Le terme التشريب (al tashrib) qui signifie imprégner, tremper, est employé dans le Proche-Orient. Le plat est appelé rfissa au Maroc, la variante shaquma est berbère[5]. Le tharîd syrien (fait de viandes fumées et du pain blanc tranché) aurait été celui de chrétiens syriens au Xe siècle[6].
La talbina ne doit pas être confondue avec le tharîd, c'est une bouillie de farine et de lait. Le hadith 5101 rapporte que l'épouse du Prophète versait la talbina sur le tharîd[7].
Des pains plats à base d'épeautre sont attestés il y a 14 400 ans dans le nord-est de la Jordanie[8], la poterie alimentaire étant plus récente. Les spécialistes débattent de l'origine des bouillies et des panades de bouillon: «Au Proche-Orient, l'accent est mis sur le pain tandis qu'en Afrique subsaharienne, c'est sur la bouillie [à base de farine]» (l'auteur rattache l'Égypte à l'influence proche-orientale à compter de 7 000 ans BC)[9]. Les pains de blé se rencontrent de l'Asie occidentale (jusqu'à l'Anatolie[10]) néolithique et pré-néolithique[11]. Mohammed Oubahli rapproche avec raison les tharîds des bappiru mésopotamiens du IIe millénaire av. J.-C. à base de céréales macérées, maltées ou fermentées qui se vendaient sous forme de briques, abondantes «depuis la nuit des temps» écrit Jean Bottéro qui en donne une recette égrenée (hasâlu), tamisée (napû) puis saupoudrée dans un bouillon. Ce plat nommé pašrûtu tiendrait son nom de l'opération d'émietter pašaru. Les miettes, écrit Bottéro, apportent «leur valeur nutritive et gustative [ ] et épaississent le bouillon en lui conférant ce que nous appelons un liant, dont nous sommes toujours amateurs»[12]. L'origine chaldéenne est citée par Al-Muqaddasī (Xe siècle) qui dit avoir mangé une tharîda avec un moine iraquien, d'où l'idée d'une étymologie arménienne, syriaque ou chaldéenne évoquée par certains auteurs[13].

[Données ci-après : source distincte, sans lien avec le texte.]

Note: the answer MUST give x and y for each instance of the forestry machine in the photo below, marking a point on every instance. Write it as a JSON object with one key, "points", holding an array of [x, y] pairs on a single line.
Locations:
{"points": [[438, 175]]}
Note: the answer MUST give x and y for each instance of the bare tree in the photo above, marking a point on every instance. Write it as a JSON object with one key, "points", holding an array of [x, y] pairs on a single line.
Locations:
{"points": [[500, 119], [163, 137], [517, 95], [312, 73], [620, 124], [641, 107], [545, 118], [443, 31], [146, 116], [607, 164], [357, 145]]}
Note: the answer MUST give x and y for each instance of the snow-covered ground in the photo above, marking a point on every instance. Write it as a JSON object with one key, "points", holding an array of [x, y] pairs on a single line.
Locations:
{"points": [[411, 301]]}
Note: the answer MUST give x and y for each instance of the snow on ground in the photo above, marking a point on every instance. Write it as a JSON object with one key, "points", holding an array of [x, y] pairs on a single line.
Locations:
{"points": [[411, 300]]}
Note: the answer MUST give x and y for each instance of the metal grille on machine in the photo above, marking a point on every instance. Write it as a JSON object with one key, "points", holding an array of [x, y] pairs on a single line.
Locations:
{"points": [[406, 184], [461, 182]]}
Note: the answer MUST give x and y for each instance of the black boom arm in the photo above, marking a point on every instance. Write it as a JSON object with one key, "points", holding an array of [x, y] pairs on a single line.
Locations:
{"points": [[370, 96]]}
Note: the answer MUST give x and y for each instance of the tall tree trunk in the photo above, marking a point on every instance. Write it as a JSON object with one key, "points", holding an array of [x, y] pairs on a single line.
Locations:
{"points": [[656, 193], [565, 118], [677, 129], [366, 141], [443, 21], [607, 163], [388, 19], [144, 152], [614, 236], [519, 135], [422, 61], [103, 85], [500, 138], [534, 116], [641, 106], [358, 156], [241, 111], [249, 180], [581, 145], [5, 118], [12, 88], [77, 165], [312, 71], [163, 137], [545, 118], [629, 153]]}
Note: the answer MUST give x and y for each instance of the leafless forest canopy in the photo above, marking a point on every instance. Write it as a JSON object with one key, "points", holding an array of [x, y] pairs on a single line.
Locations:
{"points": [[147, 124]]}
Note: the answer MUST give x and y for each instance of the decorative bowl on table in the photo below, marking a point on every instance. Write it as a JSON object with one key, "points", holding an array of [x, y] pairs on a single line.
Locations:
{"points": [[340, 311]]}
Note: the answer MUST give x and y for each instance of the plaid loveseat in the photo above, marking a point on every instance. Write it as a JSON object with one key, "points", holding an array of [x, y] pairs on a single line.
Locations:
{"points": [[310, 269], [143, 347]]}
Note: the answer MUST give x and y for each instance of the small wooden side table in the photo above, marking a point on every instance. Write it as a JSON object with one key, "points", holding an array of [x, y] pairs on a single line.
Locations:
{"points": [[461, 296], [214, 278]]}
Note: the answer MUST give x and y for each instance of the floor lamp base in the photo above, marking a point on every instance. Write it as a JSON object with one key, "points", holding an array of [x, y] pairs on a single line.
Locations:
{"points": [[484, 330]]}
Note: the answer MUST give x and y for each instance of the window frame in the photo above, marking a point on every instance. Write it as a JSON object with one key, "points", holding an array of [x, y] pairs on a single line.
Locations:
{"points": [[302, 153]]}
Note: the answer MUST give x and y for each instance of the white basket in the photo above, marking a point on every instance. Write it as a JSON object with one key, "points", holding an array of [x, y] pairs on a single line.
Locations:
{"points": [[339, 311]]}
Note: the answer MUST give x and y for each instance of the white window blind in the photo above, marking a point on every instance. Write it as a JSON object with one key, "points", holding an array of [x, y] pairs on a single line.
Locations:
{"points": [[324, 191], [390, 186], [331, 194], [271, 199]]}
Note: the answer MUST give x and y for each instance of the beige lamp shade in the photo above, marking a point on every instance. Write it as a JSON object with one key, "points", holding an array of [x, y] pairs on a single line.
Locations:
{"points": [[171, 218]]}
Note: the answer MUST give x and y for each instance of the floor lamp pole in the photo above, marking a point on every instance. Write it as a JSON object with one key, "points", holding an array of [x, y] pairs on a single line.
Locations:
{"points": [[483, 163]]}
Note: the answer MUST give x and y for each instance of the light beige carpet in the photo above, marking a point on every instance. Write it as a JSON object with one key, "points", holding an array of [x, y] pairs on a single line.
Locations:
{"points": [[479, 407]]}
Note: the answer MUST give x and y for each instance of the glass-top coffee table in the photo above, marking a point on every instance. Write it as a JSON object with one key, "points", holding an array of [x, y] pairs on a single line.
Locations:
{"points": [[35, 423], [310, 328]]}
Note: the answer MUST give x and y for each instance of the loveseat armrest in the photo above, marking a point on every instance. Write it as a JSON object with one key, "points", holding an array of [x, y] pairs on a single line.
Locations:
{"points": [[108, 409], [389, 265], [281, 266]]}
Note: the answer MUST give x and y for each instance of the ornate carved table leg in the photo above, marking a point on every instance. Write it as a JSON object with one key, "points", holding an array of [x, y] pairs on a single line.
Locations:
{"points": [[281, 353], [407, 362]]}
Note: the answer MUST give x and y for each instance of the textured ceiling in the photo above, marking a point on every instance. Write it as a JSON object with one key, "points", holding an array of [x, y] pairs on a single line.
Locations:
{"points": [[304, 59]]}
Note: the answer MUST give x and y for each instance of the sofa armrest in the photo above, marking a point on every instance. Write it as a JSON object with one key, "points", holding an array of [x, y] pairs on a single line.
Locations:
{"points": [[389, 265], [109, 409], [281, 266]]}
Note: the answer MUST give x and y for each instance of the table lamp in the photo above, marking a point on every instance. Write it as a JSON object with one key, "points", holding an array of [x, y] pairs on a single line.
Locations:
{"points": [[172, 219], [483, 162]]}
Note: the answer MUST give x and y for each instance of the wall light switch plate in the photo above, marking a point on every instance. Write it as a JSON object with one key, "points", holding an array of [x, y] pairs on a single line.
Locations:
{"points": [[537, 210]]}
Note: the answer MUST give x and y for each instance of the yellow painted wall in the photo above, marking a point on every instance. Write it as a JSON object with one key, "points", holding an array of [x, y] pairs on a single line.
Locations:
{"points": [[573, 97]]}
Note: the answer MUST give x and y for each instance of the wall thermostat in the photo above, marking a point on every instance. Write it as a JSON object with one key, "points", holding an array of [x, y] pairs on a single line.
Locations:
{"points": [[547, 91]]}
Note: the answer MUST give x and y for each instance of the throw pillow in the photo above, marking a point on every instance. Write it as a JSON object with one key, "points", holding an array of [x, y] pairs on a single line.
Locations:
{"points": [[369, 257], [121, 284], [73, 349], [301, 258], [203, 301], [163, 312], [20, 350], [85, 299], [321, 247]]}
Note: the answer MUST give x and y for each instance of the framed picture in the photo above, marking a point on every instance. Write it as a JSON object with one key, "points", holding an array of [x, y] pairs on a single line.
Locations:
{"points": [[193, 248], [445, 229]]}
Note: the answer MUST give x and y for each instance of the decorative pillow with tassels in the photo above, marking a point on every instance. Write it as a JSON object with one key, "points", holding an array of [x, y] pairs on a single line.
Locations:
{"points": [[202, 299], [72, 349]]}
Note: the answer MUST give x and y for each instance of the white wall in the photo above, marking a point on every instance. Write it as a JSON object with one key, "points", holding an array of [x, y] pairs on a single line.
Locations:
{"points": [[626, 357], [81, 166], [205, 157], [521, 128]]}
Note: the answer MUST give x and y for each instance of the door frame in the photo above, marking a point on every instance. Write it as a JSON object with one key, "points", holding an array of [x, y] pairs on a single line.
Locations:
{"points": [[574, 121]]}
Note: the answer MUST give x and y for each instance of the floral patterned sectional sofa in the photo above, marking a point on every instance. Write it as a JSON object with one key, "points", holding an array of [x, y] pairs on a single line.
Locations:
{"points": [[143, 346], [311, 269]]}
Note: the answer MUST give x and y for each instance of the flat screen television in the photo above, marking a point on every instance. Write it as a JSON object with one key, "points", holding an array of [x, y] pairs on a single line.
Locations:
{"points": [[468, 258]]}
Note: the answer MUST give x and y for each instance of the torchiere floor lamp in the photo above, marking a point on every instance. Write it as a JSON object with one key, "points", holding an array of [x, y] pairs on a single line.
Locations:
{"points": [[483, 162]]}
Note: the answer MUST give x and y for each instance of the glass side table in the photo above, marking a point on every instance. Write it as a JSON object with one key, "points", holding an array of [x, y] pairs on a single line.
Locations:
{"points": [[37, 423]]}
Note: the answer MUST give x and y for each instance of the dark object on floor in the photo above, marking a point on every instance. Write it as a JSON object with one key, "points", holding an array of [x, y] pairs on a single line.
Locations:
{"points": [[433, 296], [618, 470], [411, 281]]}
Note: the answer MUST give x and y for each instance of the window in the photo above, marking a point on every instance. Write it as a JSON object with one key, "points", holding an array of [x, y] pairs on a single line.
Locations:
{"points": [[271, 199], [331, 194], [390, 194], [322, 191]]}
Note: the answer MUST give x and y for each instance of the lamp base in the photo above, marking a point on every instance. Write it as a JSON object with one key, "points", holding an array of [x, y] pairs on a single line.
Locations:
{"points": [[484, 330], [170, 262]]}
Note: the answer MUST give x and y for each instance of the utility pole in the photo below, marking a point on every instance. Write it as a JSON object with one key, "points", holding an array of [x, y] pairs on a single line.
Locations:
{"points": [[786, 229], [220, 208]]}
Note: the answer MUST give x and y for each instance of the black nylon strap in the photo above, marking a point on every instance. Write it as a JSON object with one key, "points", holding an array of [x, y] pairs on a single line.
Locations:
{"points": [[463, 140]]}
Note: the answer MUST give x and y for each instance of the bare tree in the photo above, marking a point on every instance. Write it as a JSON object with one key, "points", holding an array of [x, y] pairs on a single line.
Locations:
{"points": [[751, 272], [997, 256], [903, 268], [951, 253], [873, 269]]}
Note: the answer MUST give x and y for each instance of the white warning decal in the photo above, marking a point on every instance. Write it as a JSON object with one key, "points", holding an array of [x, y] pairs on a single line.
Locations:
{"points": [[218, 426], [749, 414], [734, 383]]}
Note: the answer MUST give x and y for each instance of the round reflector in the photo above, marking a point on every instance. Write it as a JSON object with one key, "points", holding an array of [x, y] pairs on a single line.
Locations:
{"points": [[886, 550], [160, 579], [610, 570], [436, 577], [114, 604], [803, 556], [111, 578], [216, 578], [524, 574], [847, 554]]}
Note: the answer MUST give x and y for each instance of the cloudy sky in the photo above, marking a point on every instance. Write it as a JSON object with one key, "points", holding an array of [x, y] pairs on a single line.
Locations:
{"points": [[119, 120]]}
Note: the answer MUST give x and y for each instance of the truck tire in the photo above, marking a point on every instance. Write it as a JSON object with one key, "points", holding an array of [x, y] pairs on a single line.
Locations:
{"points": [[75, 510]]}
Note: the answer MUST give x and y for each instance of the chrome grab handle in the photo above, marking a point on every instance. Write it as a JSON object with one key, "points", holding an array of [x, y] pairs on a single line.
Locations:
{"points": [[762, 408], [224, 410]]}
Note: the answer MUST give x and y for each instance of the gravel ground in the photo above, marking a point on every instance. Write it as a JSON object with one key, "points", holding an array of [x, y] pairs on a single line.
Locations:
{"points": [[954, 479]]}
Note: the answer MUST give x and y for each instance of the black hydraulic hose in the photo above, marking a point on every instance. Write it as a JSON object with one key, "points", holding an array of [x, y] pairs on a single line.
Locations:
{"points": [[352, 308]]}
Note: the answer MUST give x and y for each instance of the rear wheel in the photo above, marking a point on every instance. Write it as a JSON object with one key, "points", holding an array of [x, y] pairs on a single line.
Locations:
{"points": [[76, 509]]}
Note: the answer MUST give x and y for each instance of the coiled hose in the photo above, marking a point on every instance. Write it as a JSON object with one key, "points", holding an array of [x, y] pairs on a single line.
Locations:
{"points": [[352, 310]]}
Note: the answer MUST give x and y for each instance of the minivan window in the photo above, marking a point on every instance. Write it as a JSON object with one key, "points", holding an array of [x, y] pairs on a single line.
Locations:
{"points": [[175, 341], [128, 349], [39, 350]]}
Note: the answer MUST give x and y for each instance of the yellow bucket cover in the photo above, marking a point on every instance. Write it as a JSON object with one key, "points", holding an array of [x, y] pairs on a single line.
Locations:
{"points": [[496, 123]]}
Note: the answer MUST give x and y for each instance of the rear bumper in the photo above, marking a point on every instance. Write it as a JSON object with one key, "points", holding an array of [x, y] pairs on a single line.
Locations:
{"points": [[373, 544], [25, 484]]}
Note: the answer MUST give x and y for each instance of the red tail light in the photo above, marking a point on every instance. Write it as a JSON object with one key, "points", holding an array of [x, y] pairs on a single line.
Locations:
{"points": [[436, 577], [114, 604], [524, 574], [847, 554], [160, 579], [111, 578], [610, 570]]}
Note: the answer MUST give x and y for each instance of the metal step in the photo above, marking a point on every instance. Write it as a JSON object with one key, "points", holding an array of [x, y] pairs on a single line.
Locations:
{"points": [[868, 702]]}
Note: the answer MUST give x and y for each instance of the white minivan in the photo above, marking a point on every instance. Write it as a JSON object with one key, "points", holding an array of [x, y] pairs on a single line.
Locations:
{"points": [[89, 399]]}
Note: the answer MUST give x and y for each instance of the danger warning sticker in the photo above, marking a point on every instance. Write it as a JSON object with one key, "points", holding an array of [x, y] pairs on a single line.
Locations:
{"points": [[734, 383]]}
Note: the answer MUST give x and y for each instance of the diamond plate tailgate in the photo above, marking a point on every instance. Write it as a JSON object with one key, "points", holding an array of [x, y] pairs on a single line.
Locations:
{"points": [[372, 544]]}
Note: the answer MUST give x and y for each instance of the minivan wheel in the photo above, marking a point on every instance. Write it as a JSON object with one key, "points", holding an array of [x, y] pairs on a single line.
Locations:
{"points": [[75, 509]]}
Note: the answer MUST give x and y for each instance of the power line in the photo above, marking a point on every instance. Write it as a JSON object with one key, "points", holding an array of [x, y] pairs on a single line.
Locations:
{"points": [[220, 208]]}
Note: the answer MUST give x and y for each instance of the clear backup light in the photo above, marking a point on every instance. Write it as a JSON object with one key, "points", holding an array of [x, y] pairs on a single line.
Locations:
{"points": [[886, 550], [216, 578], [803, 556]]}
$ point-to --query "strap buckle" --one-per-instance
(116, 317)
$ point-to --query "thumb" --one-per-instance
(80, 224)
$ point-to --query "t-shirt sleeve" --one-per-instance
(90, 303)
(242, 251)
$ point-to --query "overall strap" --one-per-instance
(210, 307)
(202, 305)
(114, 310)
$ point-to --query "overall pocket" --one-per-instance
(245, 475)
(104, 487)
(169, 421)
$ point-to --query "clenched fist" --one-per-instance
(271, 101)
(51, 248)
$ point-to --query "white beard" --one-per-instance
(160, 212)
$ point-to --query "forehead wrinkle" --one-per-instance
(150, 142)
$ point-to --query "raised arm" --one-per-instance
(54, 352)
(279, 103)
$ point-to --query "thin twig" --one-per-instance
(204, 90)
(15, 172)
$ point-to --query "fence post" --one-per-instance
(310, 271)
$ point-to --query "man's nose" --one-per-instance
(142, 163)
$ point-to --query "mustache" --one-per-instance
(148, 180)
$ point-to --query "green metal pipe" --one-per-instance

Lilia Zaouali (2010) écrit que l'origine du tharîd (consommé par les bédouins pré-islamiques[14]) «remonte au moins à l'époque du Prophète», époque qui constitue un horizon historique pour les musulmans. Abu Musa Al-Ash'ari rapporte que le Mahomet a dit [15]: «la supériorité de A'ishah [son épouse préférée] sur les autres femmes est comme la supériorité du tharîd sur tous les autres aliments»[16]) et le tharîd est devenu par imitation du Prophète «le plat national des premiers arabes islamisés»[17]. «Ils commencent le repas avec le tharīd [ ] et disent Le Prophète l'a préféré à tous les autres plats, alors nous aussi nous commençons par cela à cause de la préférence du Prophète»[18]. La création du tharîd est attribuée à Hāshim bin 'Abd Manaf, arrière-grand-père du Prophète (milieu du Ve siècle)[19], le tharîd aurait été une spécialité des Quraysh, tribut de Mahomet[20], enfin selon une source probablement apocryphe les Quraysh auraient obtenu des privilèges commerciaux après que ce Hāshim ait cuisiné un tharîd pour l'empereur byzantin qui s'en était régalé lors d'un séjour en Syrie[13]. En fin de compte le tharîd «symbolisait ce que signifiait être arabe, tout comme le sikbaj incarnait l'identité persane»[21].
Lucie Bollens note sa conformité avec la conception de la diététique de l'époque. Les soupes (thuraid) sont chaudes car «elles se rattachent à l'élément du phlegme liquide et donnent par là de l'humidité aux corps secs» selon A. Huici Miranda (1965). La partie aqueuse est un bouillon (viande grasse, légumes, vinaigre, etc.) et la partie liaison du pain fermenté sec réhydraté[22].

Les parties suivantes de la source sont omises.